Classification of Hand Grasp Kinetics and Types Using Movement-Related Cortical Potentials and EEG Rhythms

Detection of single-trial movement intentions from EEG is paramount for brain-computer interfacing in neurorehabilitation. These movement intentions contain task-related information and if this is decoded, the neurorehabilitation could potentially be optimized. The aim of this study was to classify single-trial movement intentions associated with two levels of force and speed and three different grasp types using EEG rhythms and components of the movement-related cortical potential (MRCP) as features.

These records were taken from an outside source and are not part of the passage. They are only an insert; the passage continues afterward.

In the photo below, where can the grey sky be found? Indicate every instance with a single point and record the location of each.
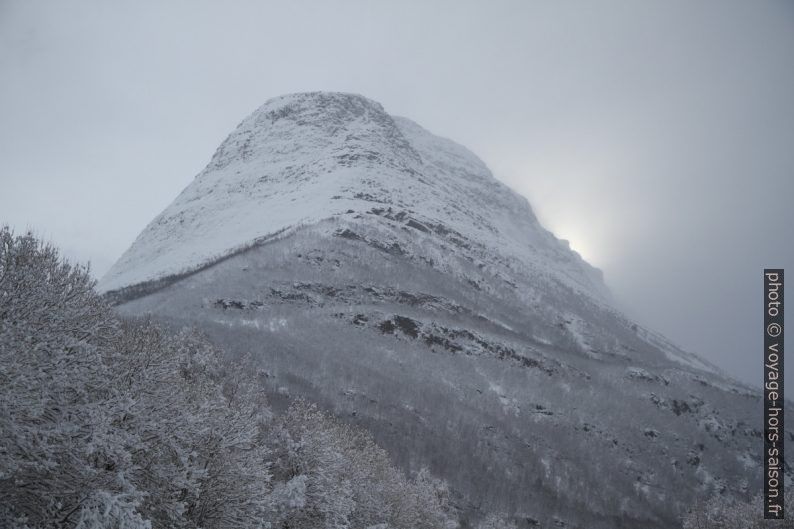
(657, 137)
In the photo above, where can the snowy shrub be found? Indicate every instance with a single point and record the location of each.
(120, 424)
(347, 480)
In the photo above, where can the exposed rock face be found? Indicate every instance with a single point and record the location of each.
(384, 273)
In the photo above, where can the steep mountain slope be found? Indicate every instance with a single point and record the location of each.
(384, 273)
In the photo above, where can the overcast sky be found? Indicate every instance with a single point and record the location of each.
(658, 137)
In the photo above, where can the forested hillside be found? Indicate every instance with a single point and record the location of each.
(111, 423)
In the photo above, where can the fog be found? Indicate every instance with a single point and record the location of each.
(657, 138)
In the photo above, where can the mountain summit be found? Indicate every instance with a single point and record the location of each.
(382, 272)
(304, 158)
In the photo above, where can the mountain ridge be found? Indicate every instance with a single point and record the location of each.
(356, 153)
(422, 300)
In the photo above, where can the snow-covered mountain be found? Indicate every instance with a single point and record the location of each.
(383, 272)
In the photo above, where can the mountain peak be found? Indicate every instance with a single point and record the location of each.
(305, 158)
(343, 128)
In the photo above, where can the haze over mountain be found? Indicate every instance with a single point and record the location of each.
(385, 273)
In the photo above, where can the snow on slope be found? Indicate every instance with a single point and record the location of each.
(303, 158)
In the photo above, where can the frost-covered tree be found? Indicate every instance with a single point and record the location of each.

The feature importance was used to estimate encoding of discriminative information. Two data sets were used. 29 healthy subjects executed and imagined different hand movements, while EEG was recorded over the contralateral sensorimotor cortex. The following features were extracted: delta, theta, mu/alpha, beta, and gamma rhythms, readiness potential, negative slope, and motor potential of the MRCP. Sequential forward selection was performed, and classification was performed using linear discriminant analysis and support vector machines. Limited classification accuracies were obtained from the EEG rhythms and MRCP-components: 0.48 ± 0.05 (grasp types), 0.41 ± 0.07 (kinetic profiles, motor execution), and 0.39 ± 0.08 (kinetic profiles, motor imagination). Delta activity contributed the most but all features provided discriminative information. These findings suggest that information from the entire EEG spectrum is needed to discriminate between task-related parameters from single-trial movement intentions.